Quanto è importante il teatro in una città come Viareggio?
"Viareggio è un territorio strano, in modo positivo. Ci sono tante scuole di teatro e ognuno ha il suo metodo. Quindi significa che c’è un fermento che non si trova altrove. Viareggio ha un senso di comunità, di appartenenza e identità molto forte, anche quando viene raccontata a teatro. Ad esempio, gli spettacoli legati a Sant’Anna, a Maggiano e al 29 giugno, anche dopo anni, hanno ancora una vita lunga".
Il suo lavoro da giornalista influisce su quello teatrale?
"Sì, la curiosità e il capire cosa può funzionare dal punto di vista narrativo è una caratteristica del giornalismo che trovo anche nel teatro, come la documentazione e il rapportarsi alle persone per farsi raccontare le storie. Penso poi al ritmo di una narrazione: se un articolo manca di ritmo smetti di leggerlo, e lo stesso vale in uno spettacolo. E anche il rispetto di chi usufruisce di quello che fai, che sia il lettore, o lo spettatore".
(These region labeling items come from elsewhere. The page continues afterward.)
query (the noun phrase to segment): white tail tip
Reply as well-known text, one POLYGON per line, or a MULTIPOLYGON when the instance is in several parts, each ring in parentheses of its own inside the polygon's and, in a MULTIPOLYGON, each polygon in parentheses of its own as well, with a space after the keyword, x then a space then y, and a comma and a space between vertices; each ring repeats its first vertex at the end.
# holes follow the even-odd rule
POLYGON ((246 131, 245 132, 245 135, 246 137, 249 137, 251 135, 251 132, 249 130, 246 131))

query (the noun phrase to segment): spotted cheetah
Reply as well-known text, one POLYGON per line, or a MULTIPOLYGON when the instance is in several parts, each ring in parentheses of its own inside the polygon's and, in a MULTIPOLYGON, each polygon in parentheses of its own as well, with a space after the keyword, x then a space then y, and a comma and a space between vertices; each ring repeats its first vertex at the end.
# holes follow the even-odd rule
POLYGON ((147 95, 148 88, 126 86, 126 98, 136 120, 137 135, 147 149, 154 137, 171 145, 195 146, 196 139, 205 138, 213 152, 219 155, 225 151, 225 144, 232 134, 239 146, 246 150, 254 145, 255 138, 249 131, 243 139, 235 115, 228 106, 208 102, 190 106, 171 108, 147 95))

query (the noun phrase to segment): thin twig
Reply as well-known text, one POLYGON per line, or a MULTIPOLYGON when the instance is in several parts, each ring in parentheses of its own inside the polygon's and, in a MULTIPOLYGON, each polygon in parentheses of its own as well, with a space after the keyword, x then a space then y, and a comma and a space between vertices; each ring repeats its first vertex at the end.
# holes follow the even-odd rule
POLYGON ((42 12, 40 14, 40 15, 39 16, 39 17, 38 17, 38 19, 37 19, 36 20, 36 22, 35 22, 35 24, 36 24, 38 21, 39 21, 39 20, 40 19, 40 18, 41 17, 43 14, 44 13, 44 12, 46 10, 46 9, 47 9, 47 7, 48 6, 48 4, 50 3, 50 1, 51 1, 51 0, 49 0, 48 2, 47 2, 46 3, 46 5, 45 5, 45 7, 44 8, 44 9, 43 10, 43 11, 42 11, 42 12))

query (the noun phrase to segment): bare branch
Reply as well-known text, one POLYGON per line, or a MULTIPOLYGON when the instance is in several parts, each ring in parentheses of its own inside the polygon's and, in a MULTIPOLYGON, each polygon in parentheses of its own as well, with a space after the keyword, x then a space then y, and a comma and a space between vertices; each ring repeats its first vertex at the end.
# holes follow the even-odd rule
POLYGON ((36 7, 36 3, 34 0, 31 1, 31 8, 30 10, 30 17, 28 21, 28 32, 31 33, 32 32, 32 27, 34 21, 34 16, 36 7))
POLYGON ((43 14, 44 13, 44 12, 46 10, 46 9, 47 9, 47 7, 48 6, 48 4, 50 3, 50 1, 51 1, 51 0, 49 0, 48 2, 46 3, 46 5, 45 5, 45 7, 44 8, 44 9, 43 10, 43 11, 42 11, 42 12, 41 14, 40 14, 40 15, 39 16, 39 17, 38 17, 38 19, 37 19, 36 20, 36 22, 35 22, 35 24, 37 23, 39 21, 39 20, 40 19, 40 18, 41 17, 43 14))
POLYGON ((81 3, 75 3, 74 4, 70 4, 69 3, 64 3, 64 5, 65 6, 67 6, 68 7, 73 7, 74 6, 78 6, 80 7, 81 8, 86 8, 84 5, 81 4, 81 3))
Da cosa parte per l’ideazione di uno spettacolo?
"Abbiamo spettacoli di repertorio che riproponiamo, e i nuovi maturano lentamente. A volte parto da una storia o da un testo, a volte da dettagli e spunti dei ragazzi a lezione, e metto tutto da parte, in un cassettino del mio cervello, e annoto, creando poi un collage e formulando una trama che tenga unite tutte queste cose. Nel caso di Davide, invece, si partiva dalle musiche".
A proposito di Davide, dopo la sua scomparsa, ne ha preso il testimone e ha portato avanti l’attività. È stata una scelta difficile?
"Non ho mai pensato di lasciare morire Teatro Rumore. C’è stata una quota di dolore, ma, a pensarci bene, a teatro si sente meno la sua assenza, per me, ma anche per i ragazzi. Se fosse qua sarebbe più facile, ma Davide è riuscito a creare un’identità di Teatro Rumore talmente forte che è sopravvissuta alla sua assenza fisica".
È questa, l’eredità che Davide ha lasciato?
"Sì, un’identità forte e la voglia di divertirsi, di fare tutto con carica ed entusiasmo".
Quanto fa davvero rumore il teatro?
"Tanto. Crea un eco nell’immaginario dei bambini e dei ragazzi che ha un impatto sul loro futuro, sulla sicurezza in sé stessi, anche per chi hanno intorno, che non possiamo nemmeno calcolare. Non necessariamente creiamo persone solari e grintose, ma ci proviamo, dando loro strumenti che nella vita possono recuperare, nel cuore o nel cervello, e mettere in atto in momenti di difficoltà. Poi penso anche al pubblico...Ci sono scene o storie tragiche che in alcuni casi ancora vivono, e lì, vai a incidere sulla carne viva delle persone. E se racconti bene, con rispetto, una storia, il rumore che crei, amplifica la memoria".